The real steel legends of Richard Matheson

Richard Matheson – author of the sci-fi Legend – hit his 86th birthday on February 20.



Matheson also penned many other classic sci-fi, fantasy and horror tales including The Incredible Shrinking Man, along with many classic Twilight Zone episodes such as Nightmare at 20,000 Feet, Somewhere in Time, Duel and Reel Steel.

With the success of Reel Steel and the latest incarnation of Legend, Matheson’s hot again, and according to Variety, Matheson’s son and talent agent Alan Gasmer are shopping 150 classic stories that could be adapted into future films.

Frankly, it’s great to see Matheson’s stories are still holding up, and are making successful movies today, proving once again that great writing really can stand the test of time.

 

The fact that Matheson’s still around to keep enjoying his continued success is also remarkable. Back in 2007 when Legend became a big hit Matheson told me, “It’s odd to finally catch on at the age of 82. I don’t mind it, but I’ve been writing good stuff for the last forty, fifty years. I’ve always been able to support my four children, but adulation, which I’m getting now, came a little bit late in the day.”

 

When Legend finally made it’s third trip to the big screen, Matheson said, “It’s really not my novel, but it was very well done, and I thought Will Smith was excellent.

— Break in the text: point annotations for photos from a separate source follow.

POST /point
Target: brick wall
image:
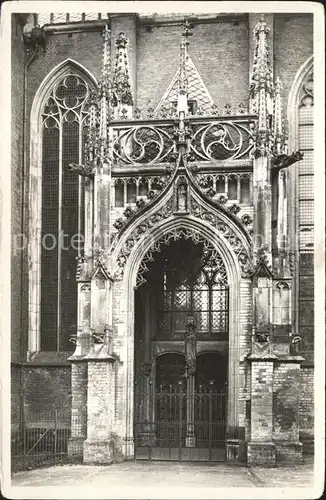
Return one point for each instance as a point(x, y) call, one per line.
point(15, 400)
point(293, 44)
point(220, 52)
point(17, 84)
point(47, 388)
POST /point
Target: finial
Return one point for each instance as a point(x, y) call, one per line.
point(187, 30)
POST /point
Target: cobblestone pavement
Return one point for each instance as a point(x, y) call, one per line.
point(166, 479)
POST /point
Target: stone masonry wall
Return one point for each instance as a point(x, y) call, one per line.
point(220, 51)
point(306, 409)
point(16, 169)
point(47, 388)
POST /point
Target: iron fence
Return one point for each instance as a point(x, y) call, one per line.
point(40, 438)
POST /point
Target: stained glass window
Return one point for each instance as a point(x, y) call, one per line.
point(306, 219)
point(64, 121)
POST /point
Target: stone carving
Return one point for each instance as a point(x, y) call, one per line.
point(85, 170)
point(227, 233)
point(285, 161)
point(246, 219)
point(234, 209)
point(140, 230)
point(262, 337)
point(182, 198)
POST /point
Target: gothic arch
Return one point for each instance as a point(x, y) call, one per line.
point(127, 286)
point(65, 68)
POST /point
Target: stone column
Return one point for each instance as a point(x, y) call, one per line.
point(190, 435)
point(261, 448)
point(102, 444)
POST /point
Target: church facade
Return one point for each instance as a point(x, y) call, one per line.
point(162, 186)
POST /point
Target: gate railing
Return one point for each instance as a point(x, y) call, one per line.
point(162, 420)
point(39, 438)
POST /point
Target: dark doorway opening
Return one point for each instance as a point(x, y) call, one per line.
point(181, 408)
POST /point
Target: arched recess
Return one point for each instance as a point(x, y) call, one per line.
point(293, 110)
point(57, 75)
point(126, 313)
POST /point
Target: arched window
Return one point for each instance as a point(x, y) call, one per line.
point(190, 280)
point(305, 190)
point(57, 207)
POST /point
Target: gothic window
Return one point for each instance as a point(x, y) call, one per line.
point(306, 214)
point(64, 123)
point(143, 187)
point(131, 191)
point(244, 189)
point(220, 184)
point(192, 281)
point(232, 187)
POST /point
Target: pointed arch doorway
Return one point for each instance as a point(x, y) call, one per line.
point(181, 354)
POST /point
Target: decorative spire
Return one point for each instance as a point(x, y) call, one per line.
point(121, 81)
point(261, 88)
point(183, 79)
point(279, 139)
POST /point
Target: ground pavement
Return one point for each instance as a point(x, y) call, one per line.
point(137, 479)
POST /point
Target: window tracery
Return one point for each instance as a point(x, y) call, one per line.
point(64, 127)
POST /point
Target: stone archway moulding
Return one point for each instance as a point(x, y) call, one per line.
point(139, 250)
point(35, 193)
point(141, 230)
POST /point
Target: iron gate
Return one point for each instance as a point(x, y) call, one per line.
point(173, 424)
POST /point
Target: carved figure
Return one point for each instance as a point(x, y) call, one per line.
point(182, 198)
point(86, 170)
point(285, 161)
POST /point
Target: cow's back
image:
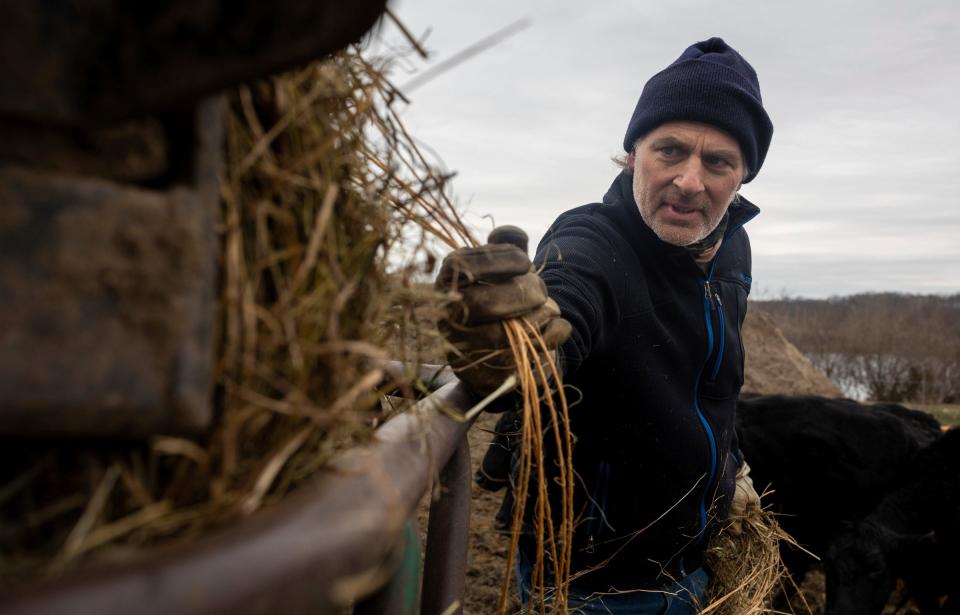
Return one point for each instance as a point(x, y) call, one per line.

He conveyed the sense of loss for his family that I had in the book, I thought he did that very well.”

 

The inspiration for I Am Legend came when Matheson saw Dracula at the age of sixteen. “When I left the theater, I thought, Gee, one vampire is scary… what if the whole world was full of vampires?” He didn’t get around to writing the story until 1952, and it was published as a short story in 1954. “When I set it in the future, 1976, that was the future.”

 

Matheson tries to put himself in the position of the main character of all his stories, so he placed I Am Legend in the tract-housing neighborhood he lived in at the time in Gardenia, California, and was able to blend horror and sci-fi together with Legend to make the story seem more plausible. “In Legend, everything is explained in a scientific way,” he says. “I explained vampires psychologically and biologically.

 

“There seems to be something about my stories that hang on,” Matheson continued. “I wrote Legend over fifty years ago, and it’s still valid. Not to pat myself on the back, but maybe my stories are timeless. I never knew that The Twilight Zone was going to last so long. It just sort of hung on year after year. People had to write letters back then saying, ‘Don’t cancel it,’ but they’re still showing it.”